For the RandomizedSearchCV, we choose n_iter=100 to explore 100 different combinations of hyperparameters. We use cv=5 for 5-fold cross-validation, ensuring a robust evaluation. The refit=True option ensures the best-found model is retrained on the full training dataset. Lastly, n_jobs=-1 allows the use of all available processors to speed up the search.

from scipy.stats import randint
from sklearn.model_selection import RandomizedSearchCV

# Define the search space
search_space = [
    {
        'column_transformer__numerical_preprocessing__imputer__strategy': ['mean', 'median'],
        'classifier__min_samples_split': randint(2, 15),
        'classifier__min_samples_leaf': randint(1, 10),
        'classifier__max_features': ['sqrt', 'log2', None],
    }
]

# Define the RandomizedSearchCV object
random_search = RandomizedSearchCV(
    extended_pipeline,
    search_space,
    scoring='accuracy',
    refit=True,
    n_iter=100,
    cv=5,
    n_jobs=-1,
    random_state=RANDOM_STATE
)

# Fit the RandomizedSearchCV object to the training data
random_search.fit(X_train, y_train)

Note: This step can take a while to run. If you want to run the code yourself, you can reduce the number of iterations to speed up the process.
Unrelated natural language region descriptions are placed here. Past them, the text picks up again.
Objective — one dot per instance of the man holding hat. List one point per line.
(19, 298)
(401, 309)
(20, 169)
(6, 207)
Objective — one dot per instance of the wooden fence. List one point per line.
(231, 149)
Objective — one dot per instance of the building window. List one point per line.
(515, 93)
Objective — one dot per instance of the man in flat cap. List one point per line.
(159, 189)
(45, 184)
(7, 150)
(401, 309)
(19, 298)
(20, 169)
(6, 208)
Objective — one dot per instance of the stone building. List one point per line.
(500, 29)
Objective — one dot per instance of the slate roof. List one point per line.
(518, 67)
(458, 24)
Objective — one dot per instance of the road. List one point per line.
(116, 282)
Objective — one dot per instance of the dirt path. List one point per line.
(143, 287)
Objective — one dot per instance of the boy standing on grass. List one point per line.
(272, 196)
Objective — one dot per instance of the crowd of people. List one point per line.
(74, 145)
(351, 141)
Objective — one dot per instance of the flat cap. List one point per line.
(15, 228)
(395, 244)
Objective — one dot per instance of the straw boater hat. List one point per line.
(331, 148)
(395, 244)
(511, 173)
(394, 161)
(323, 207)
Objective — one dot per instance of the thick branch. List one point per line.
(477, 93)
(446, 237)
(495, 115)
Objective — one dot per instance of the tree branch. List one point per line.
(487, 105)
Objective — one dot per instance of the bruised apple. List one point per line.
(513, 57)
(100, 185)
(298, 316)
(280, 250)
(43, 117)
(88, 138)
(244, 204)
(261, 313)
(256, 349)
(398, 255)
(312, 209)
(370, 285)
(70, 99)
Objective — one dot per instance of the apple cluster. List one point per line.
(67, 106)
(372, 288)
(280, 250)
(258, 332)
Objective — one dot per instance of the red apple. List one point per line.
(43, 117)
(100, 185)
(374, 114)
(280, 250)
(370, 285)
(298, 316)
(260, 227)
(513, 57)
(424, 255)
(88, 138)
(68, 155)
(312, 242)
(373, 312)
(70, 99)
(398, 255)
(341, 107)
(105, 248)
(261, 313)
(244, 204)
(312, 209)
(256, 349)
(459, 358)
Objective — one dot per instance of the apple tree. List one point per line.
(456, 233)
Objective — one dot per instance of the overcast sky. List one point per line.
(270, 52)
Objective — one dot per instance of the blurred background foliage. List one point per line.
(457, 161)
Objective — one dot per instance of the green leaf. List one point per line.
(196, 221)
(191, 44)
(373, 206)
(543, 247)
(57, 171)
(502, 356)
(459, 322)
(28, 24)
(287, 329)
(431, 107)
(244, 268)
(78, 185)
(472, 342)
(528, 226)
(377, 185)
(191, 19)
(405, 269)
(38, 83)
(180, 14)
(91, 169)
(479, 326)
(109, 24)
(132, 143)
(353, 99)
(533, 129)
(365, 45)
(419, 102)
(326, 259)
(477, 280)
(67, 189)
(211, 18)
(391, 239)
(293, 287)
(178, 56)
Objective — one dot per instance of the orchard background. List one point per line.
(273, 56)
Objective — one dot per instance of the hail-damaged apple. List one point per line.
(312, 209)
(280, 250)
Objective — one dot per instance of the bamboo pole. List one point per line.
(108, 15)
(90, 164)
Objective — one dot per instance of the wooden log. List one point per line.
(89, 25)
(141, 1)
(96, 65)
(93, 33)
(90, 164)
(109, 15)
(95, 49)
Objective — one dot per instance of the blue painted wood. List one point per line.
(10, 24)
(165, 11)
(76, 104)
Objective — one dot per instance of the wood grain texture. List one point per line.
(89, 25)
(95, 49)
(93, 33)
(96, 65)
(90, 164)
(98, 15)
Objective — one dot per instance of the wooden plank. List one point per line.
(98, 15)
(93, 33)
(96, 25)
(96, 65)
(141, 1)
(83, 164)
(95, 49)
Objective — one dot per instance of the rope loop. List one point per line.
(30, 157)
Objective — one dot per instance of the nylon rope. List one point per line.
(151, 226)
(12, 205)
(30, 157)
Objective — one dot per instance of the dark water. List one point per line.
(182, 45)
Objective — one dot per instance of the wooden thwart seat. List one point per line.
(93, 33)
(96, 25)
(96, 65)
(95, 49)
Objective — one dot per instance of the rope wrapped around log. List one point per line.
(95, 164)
The code snippet provided illustrates the search_space is defined as a list of dictionaries. This is particularly beneficial when you're aiming to tune multiple models, each requiring a unique set of hyperparameters. To add another model to your tuning process, you can simply include it in the list. Then, update the classifier in your pipeline and specify the hyperparameters you wish to adjust for that model.

Once the search is complete, we can evaluate the model based on the test data.
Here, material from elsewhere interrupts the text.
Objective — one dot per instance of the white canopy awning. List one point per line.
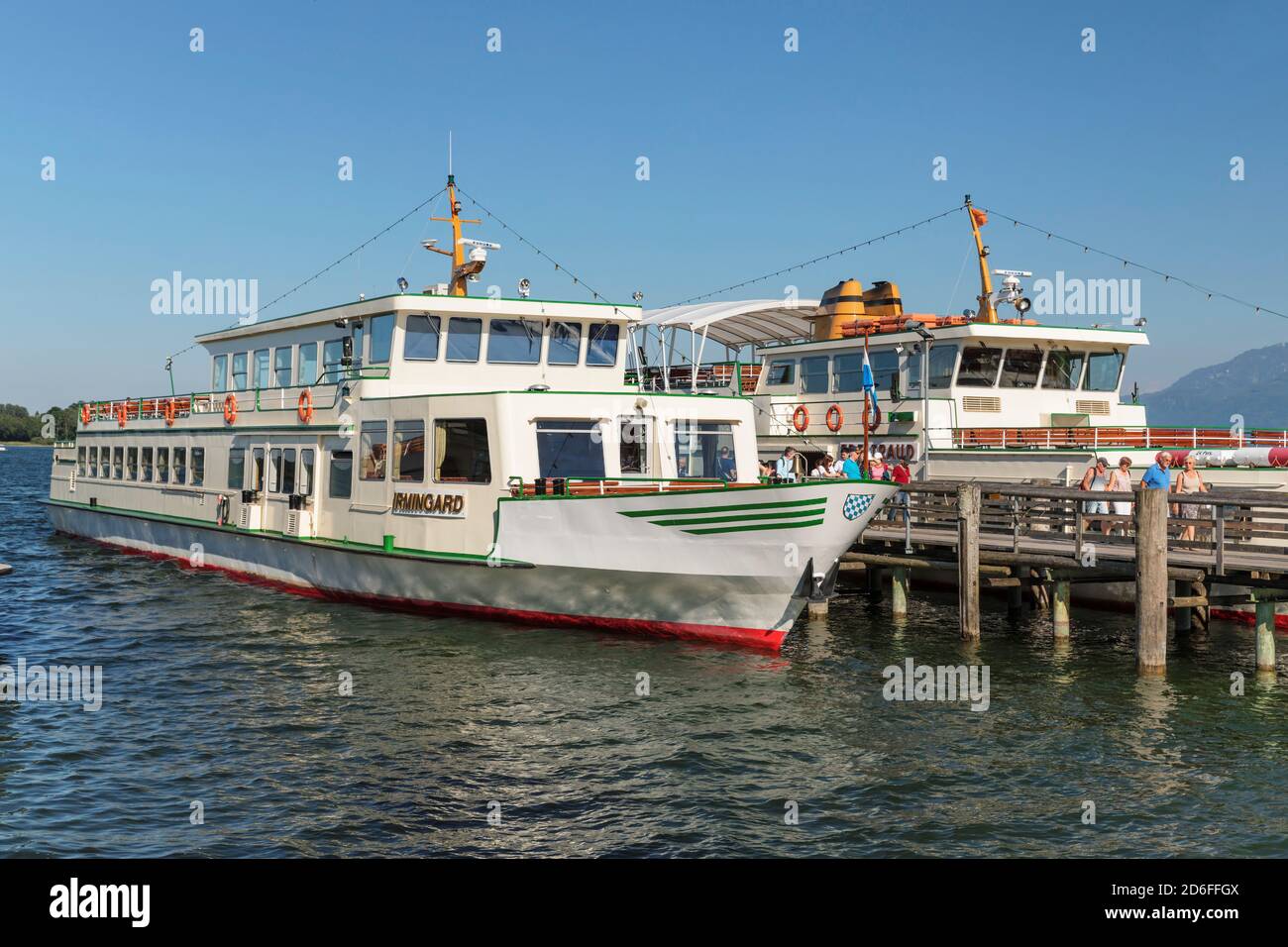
(738, 322)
accuracy_score = random_search.score(X_test, y_test)

We obtain an accuracy score of 0.792 when using the same random state. This is an improvement compared to the performance of our earlier model. To gain further insights into how this performance was achieved, we can examine the best set of hyperparameters selected during the search. This information is accessible via the best_params_ attribute of the RandomizedSearchCV object.
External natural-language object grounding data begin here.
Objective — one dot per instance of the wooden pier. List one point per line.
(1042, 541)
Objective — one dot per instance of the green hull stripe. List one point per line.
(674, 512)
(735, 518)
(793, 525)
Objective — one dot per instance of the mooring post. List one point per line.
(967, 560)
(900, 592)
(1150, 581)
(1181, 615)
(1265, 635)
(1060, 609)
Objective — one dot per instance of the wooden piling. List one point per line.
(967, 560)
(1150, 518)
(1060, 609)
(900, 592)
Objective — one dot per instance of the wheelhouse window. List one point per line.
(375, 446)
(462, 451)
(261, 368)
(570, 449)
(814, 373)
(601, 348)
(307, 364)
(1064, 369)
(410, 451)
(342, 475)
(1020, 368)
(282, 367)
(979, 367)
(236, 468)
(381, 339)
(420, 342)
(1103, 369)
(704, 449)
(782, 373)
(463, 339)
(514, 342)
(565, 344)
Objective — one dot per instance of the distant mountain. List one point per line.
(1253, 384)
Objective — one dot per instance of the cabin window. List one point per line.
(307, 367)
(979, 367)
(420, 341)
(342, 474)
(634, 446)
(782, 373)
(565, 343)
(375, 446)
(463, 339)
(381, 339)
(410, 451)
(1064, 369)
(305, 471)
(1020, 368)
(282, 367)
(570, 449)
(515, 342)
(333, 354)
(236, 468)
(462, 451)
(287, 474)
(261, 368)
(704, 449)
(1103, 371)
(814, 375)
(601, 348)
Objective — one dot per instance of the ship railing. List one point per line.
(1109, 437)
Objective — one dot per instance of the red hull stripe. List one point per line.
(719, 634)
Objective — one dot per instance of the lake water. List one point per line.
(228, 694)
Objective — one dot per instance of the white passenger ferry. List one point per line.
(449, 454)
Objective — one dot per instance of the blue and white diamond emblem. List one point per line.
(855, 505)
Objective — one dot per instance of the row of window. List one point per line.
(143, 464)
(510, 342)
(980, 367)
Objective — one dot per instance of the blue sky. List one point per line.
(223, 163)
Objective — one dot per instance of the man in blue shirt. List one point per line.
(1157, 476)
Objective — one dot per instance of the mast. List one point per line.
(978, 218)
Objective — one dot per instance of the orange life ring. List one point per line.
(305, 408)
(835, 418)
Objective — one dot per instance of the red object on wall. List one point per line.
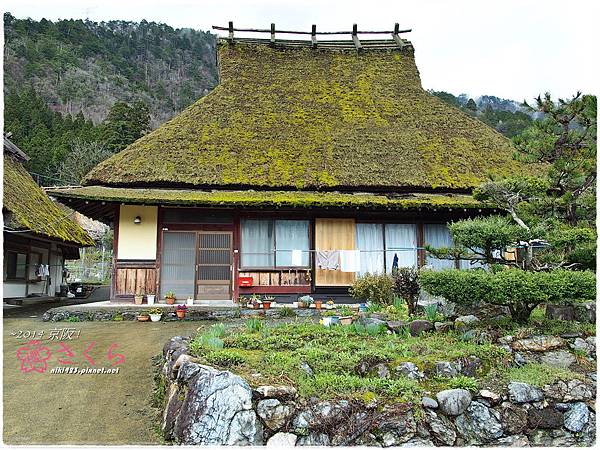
(246, 281)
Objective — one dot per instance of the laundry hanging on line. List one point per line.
(350, 260)
(327, 259)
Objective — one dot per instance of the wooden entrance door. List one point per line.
(214, 267)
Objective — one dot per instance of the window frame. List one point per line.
(275, 267)
(26, 271)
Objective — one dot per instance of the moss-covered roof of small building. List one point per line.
(27, 208)
(279, 199)
(314, 119)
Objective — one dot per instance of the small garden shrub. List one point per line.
(225, 358)
(406, 285)
(463, 382)
(254, 324)
(376, 288)
(431, 312)
(519, 290)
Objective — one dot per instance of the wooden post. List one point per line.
(396, 37)
(357, 43)
(231, 32)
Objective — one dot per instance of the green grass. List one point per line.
(335, 354)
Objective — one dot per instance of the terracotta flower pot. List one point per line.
(346, 320)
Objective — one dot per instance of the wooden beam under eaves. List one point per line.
(355, 39)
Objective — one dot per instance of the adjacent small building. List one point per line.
(38, 233)
(311, 163)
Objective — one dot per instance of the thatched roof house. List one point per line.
(318, 132)
(37, 232)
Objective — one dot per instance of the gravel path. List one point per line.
(46, 408)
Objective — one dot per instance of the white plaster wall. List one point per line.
(137, 241)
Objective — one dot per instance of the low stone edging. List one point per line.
(124, 313)
(204, 405)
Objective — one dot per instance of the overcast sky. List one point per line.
(510, 48)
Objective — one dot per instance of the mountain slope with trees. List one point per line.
(84, 66)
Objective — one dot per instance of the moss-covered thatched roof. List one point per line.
(27, 207)
(314, 119)
(280, 199)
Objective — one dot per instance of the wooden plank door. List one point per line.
(214, 267)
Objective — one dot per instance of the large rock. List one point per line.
(559, 358)
(490, 396)
(442, 429)
(570, 391)
(217, 410)
(280, 440)
(274, 413)
(518, 440)
(514, 418)
(587, 346)
(409, 370)
(280, 392)
(524, 393)
(445, 369)
(314, 440)
(453, 401)
(538, 344)
(417, 327)
(577, 417)
(585, 312)
(547, 418)
(397, 429)
(479, 424)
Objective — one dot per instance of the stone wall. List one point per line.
(203, 405)
(125, 312)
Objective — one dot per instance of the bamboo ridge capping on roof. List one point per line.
(395, 42)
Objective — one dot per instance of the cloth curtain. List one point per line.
(369, 241)
(258, 243)
(438, 236)
(178, 267)
(401, 240)
(291, 235)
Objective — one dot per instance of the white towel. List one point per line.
(349, 260)
(297, 257)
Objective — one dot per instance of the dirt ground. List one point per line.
(46, 408)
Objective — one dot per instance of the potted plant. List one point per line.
(155, 314)
(330, 318)
(170, 297)
(181, 310)
(243, 301)
(255, 301)
(346, 315)
(267, 300)
(305, 301)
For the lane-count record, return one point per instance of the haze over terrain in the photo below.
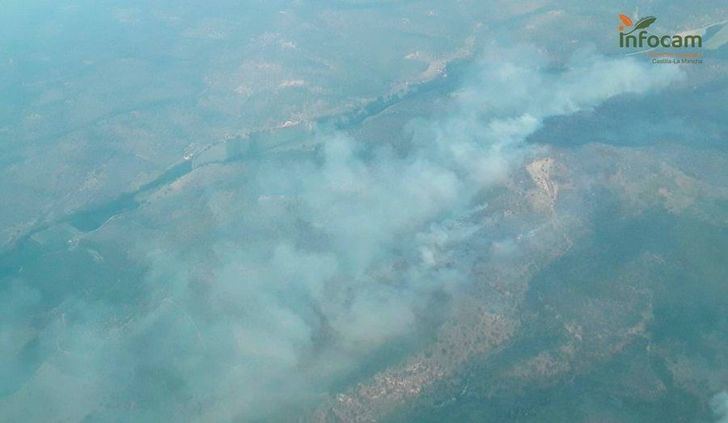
(361, 210)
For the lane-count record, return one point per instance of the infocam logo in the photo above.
(644, 39)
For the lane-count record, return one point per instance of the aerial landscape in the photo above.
(363, 211)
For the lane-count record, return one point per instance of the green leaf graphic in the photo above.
(643, 23)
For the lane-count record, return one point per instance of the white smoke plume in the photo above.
(317, 262)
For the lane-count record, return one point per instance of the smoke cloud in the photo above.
(316, 261)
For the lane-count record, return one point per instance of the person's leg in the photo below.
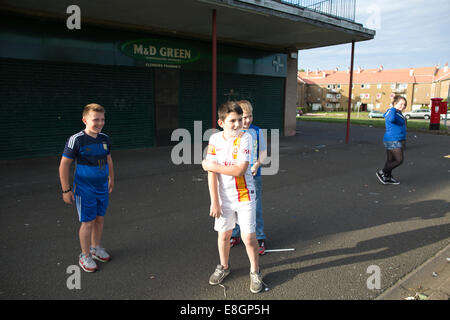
(396, 159)
(85, 235)
(223, 244)
(87, 211)
(97, 231)
(260, 235)
(252, 248)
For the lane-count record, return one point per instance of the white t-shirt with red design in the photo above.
(232, 190)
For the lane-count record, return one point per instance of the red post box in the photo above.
(435, 119)
(443, 107)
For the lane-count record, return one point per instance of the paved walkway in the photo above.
(325, 202)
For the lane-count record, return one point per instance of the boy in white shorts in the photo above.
(232, 191)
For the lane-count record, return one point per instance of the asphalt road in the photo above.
(325, 202)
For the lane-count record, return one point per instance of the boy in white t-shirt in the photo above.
(232, 191)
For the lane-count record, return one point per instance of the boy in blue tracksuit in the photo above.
(393, 140)
(259, 153)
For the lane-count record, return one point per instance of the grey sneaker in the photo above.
(391, 180)
(256, 283)
(100, 254)
(87, 263)
(219, 274)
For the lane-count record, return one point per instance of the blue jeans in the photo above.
(259, 220)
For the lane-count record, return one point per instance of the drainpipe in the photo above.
(350, 93)
(214, 69)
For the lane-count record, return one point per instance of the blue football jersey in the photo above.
(91, 172)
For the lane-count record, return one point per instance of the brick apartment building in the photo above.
(328, 90)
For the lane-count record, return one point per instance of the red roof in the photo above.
(408, 75)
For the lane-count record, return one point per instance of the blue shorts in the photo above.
(390, 145)
(91, 206)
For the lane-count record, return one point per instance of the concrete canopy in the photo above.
(255, 23)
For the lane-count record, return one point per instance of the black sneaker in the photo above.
(219, 274)
(381, 176)
(391, 180)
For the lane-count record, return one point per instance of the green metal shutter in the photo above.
(41, 105)
(266, 94)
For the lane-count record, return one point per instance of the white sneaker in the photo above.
(100, 254)
(86, 263)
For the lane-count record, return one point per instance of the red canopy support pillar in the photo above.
(214, 69)
(350, 93)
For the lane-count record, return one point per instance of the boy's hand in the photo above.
(215, 210)
(207, 165)
(68, 197)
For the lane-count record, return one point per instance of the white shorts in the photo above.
(244, 215)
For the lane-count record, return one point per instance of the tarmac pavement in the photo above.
(325, 202)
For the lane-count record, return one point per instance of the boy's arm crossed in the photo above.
(215, 210)
(64, 167)
(111, 173)
(236, 170)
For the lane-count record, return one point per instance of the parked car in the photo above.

print(random_search.best_params_)

Which outputs the following for our random_state with n_iter=100:

{
    'classifier__max_features': None,
    'classifier__min_samples_leaf': 4,
    'classifier__min_samples_split': 5,
    'column_transformer__numerical_preprocessing__imputer__strategy': 'mean'
}

When looking at these hyperparameters, I assume that classifier__max_features: None is the most important one. This setting allows the model to use all features for the split, as opposed to the default value "sqrt" which only allows the square root of the total number of features. While I believe that further fine tuning of these parameters could improve performance, I will not delve into this in the scope of this blog post.

Conclusion

In this post, we've explored the use of pipelines in scikit-learn, covering the essentials from creating a basic pipeline to incorporating custom transformers and tuning hyperparameters. We also delved into how pipelines ease the training and evaluation of models on new data.

Pipelines serve as an invaluable tool for organizing our code more modularly and enhancing maintainability. They shine especially when dealing with continuous data inflow, enabling swift retraining of models with fresh data. This feature makes pipelines not just a convenience but a strategic advantage in dynamic environments where data constantly evolves.